BY JACK BROWN | On Saturday night July 29, Houston Hall provided a welcome relief from the New York City heat wave. The occasion was Terence “Bud” Crawford versus Errol “The Truth” Spence on the big screen for the undisputed welterweight championship of the world. All the belts.

When Bud Crawford emerged from the dressing room for the Vegas bout he was in beast mode. A menacing, malevolent presence in black. A creature from the deep or a gladiator from a Roman arena. Complete with a net slung across his shoulder.

In contrast, The Truth was almost festive in red and black. Sporting a bright-red MAGA-like cap. A vivid and telling contrast. A fight characterized by bad intentions precisely executed.

This was a fight demanded for five years by fight fans. Two undefeated champs with high knockout percentages. For the undisputed championship. Two top-five, pound-for-pound fighters each still in his prime.

Given boxing politics, the fight might never have happened. However, Crawford picked up the phone and, over time, terms were hammered out. They each picked up $25 million.

The quality of the fight was compared to the ’80s four kings era of Hagler, Hearns, Leonard and Duran. The best fighting the best. The reality of the combat was different, though. It did not have the homicidal savagery of Hagler vs. Hearns. It did not have the heroic back and forth of Leonard vs. Hearns. It did not have the capitulation of of Duran “no mas” vs. Leonard II.

Basically, Terence Crawford kicked Errol Spence’s ass. Beast mode. Dismantled him and caused the referee to step in in the ninth round to prevent further damage. A smaller, stronger, smarter man beat a bigger man. It wasn’t even close. Crawford exposed Spence’s flaws. Broke him down. Dominated him.

At the end of the second round, Crawford dropped Spence for the first time in his career. If there had been more time, Crawford might have finished Spence with more short, accurate punches. Crawford is a relentless finisher and he’s on a streak of 10 knockouts. The fight might have been done then and there.

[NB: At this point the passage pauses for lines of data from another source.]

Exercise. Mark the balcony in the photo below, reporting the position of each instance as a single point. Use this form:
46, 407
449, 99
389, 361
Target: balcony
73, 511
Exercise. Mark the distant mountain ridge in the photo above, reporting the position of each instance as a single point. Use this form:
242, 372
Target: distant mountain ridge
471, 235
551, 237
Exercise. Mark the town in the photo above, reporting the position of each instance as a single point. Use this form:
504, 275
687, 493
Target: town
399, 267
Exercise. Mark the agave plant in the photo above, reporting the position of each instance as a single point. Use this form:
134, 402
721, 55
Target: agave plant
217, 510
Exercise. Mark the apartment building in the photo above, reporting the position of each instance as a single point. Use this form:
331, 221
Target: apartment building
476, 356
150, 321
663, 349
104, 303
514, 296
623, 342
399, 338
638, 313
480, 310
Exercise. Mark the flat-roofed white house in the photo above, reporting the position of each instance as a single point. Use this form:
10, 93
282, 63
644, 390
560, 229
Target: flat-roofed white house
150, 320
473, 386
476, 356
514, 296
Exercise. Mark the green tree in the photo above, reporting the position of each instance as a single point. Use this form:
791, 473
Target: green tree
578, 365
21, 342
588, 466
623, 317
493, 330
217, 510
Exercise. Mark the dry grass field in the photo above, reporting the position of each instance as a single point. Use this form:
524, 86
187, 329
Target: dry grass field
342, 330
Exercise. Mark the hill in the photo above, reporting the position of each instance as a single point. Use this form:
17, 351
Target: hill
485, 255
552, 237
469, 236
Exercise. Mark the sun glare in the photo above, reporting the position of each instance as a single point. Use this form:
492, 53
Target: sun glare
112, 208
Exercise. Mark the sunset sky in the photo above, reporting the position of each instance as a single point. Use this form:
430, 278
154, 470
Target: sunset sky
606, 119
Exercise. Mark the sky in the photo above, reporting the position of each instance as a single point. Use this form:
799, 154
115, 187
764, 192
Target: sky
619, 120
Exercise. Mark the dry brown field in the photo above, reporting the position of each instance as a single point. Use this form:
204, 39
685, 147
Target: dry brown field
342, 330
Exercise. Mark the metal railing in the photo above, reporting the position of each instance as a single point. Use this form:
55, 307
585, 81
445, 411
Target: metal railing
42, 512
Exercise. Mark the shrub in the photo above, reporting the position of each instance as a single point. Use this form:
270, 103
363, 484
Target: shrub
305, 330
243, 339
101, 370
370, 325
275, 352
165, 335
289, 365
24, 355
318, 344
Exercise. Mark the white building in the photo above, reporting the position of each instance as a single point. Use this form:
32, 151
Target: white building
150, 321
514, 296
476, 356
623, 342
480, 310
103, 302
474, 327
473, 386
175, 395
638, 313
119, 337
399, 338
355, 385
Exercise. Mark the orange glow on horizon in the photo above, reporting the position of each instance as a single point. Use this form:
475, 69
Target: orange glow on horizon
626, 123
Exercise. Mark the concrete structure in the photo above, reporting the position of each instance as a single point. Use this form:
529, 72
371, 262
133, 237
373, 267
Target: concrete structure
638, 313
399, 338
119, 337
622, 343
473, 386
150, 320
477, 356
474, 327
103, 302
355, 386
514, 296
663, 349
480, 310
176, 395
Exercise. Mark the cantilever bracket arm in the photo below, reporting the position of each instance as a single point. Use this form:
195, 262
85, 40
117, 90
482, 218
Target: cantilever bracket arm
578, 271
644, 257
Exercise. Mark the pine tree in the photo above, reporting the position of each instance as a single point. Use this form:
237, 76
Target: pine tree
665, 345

But that was the tipping point. The point of no return. Crawford chose to primarily fight southpaw. He fights 77 percent of the time as a lefty. This means that his right, his power hand, becomes his jab. Its a snapping, skull-rocking shot that even fighters in heavier weight classes respect. That jab was the key to Crawford’s victory.

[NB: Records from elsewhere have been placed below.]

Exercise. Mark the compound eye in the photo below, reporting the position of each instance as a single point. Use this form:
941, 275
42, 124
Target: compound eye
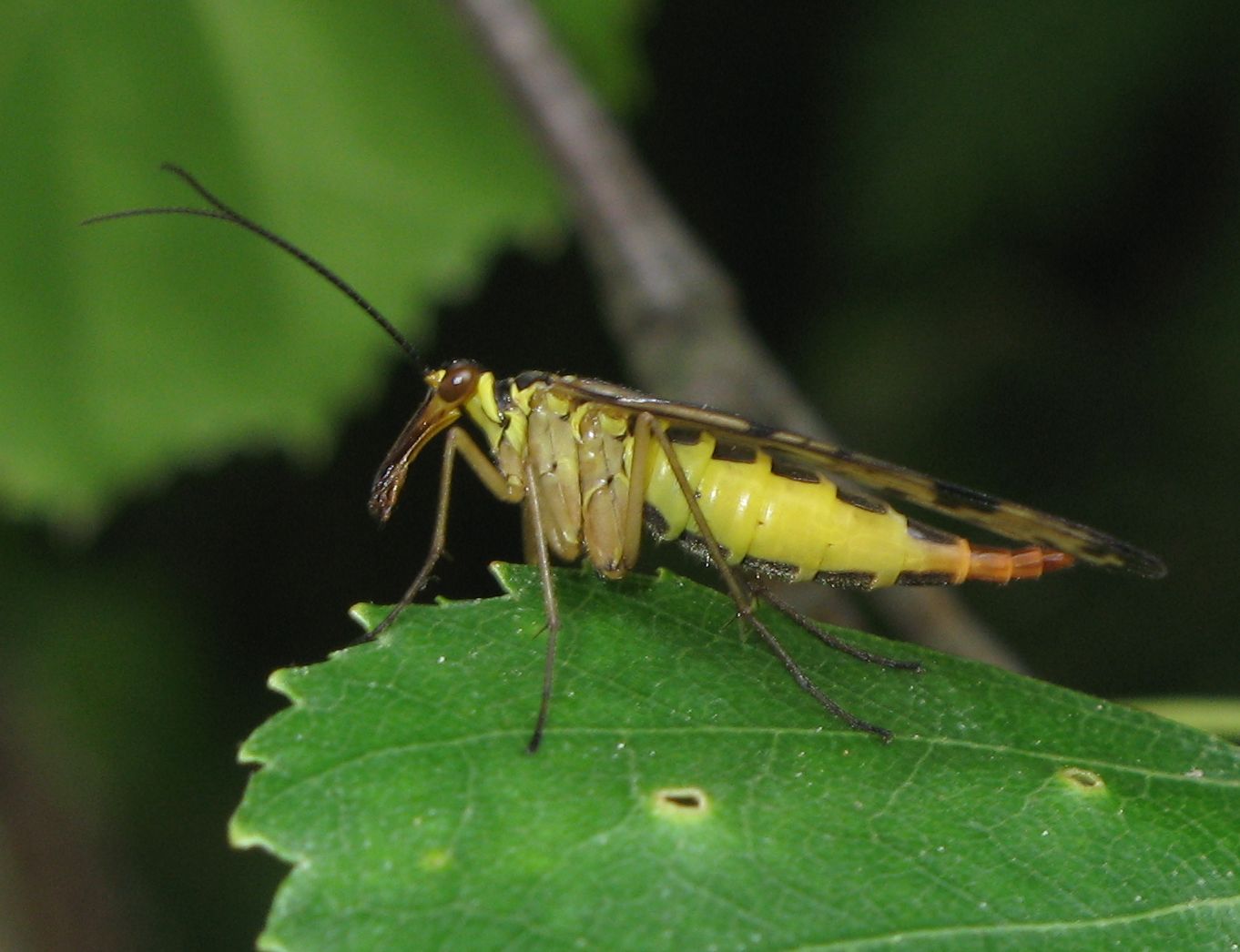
460, 380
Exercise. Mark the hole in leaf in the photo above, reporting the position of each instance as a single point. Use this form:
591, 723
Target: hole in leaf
681, 804
1086, 781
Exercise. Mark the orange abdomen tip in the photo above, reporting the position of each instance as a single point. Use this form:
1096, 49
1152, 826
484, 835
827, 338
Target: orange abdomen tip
1002, 565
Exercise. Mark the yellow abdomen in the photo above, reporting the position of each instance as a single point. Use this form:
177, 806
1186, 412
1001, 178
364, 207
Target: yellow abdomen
784, 520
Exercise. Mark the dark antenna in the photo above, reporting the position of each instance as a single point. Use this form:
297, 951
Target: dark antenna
226, 213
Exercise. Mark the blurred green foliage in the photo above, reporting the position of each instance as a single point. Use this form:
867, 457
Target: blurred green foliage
997, 242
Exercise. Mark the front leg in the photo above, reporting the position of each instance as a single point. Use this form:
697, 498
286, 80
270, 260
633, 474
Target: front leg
455, 441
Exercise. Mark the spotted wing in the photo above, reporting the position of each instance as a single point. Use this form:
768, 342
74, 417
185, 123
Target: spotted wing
1010, 520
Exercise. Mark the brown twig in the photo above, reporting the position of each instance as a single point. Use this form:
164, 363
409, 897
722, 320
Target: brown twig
671, 308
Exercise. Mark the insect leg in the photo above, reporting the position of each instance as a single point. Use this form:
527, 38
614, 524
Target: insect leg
743, 596
636, 501
456, 441
537, 540
826, 637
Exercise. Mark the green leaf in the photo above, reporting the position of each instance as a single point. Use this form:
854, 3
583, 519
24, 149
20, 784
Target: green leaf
689, 795
373, 136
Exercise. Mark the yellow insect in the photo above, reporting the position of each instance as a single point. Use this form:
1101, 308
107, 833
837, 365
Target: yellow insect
593, 465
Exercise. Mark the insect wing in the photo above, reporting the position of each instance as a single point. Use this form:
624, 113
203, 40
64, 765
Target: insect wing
1010, 520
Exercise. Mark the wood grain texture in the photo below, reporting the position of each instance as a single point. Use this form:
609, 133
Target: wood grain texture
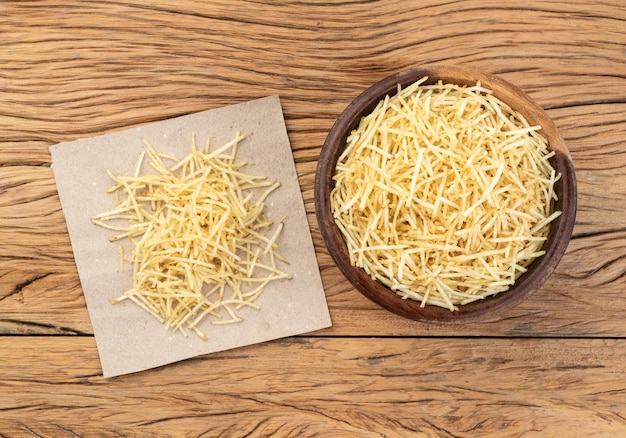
87, 68
551, 365
352, 388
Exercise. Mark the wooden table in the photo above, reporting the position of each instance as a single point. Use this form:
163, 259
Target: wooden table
553, 365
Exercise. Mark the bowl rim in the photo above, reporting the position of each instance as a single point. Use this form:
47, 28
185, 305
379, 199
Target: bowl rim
539, 270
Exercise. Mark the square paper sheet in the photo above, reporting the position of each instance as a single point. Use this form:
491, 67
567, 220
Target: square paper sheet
128, 338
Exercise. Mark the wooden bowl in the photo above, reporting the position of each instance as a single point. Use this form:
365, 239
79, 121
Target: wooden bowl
565, 189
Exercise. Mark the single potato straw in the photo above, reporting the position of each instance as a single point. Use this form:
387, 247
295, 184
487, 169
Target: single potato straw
444, 194
200, 242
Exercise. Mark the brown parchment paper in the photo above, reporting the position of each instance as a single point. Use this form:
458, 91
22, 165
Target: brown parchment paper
128, 338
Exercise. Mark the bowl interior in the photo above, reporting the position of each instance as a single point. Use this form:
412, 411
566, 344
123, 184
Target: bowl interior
565, 189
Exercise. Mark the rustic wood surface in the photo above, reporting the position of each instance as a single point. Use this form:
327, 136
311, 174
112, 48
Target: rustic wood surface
553, 365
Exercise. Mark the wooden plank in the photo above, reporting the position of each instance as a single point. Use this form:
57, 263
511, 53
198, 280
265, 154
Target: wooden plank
52, 386
64, 74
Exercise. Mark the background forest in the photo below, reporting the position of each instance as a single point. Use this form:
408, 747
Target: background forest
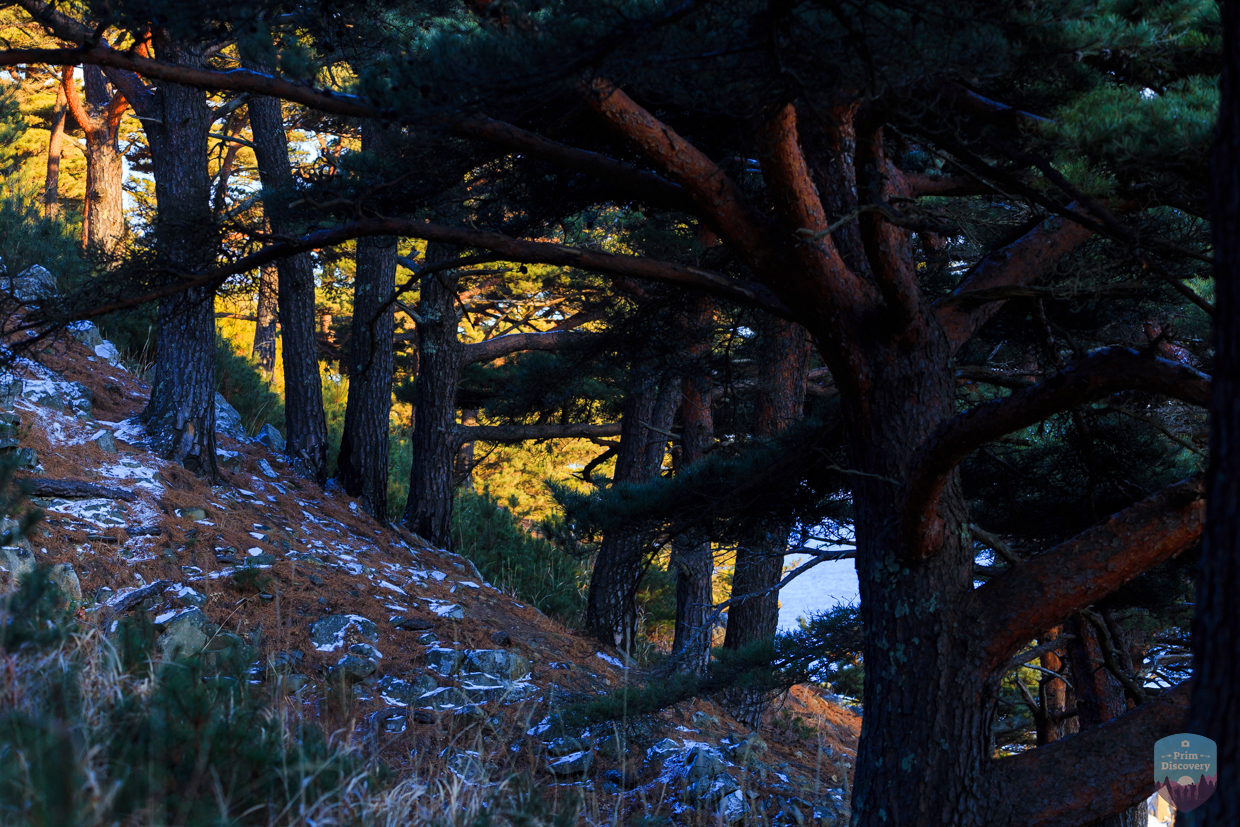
629, 301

The fight opened like a fencing match. Spence won that round by being more aggressive. Crawford takes time to analyze the opponent and then goes to work. At the beginning, Crawford countered Spence successfully. As repetition took its toll on The Truth, Bud began to initiate the exchanges. To attack.

Spence didn’t adjust his approach. He came right at Crawford. Did not employ lateral movement or create angles. He was taken to deep water by the creature from the deep.

Spence was dropped twice more in the seventh round. At the end of the eighth, the only question was would Spence have enough to go the distance? He grew more desperate, leaving himself open. Crawford pummeled him from pillar to post, like a proverbial red-headed stepchild. Harvey Dock, the referee, stepped in in the ninth round to prevent further damage.

Spence suffered far more damage in this fight than he did in in a violent car accident when he was inebriated and flipped his sports car in October 2019. This time his luck ran out.

Houston Hall, at 222 W. Houston St., provided relief from the heat and a terrific venue for the fight.

On the East Side the Boy’s Clubs have cashed out. There is no longer a place where youths can learn skills and work off stress through organized boxing. Given the level of crime and violence, this is a void that needs to be addressed.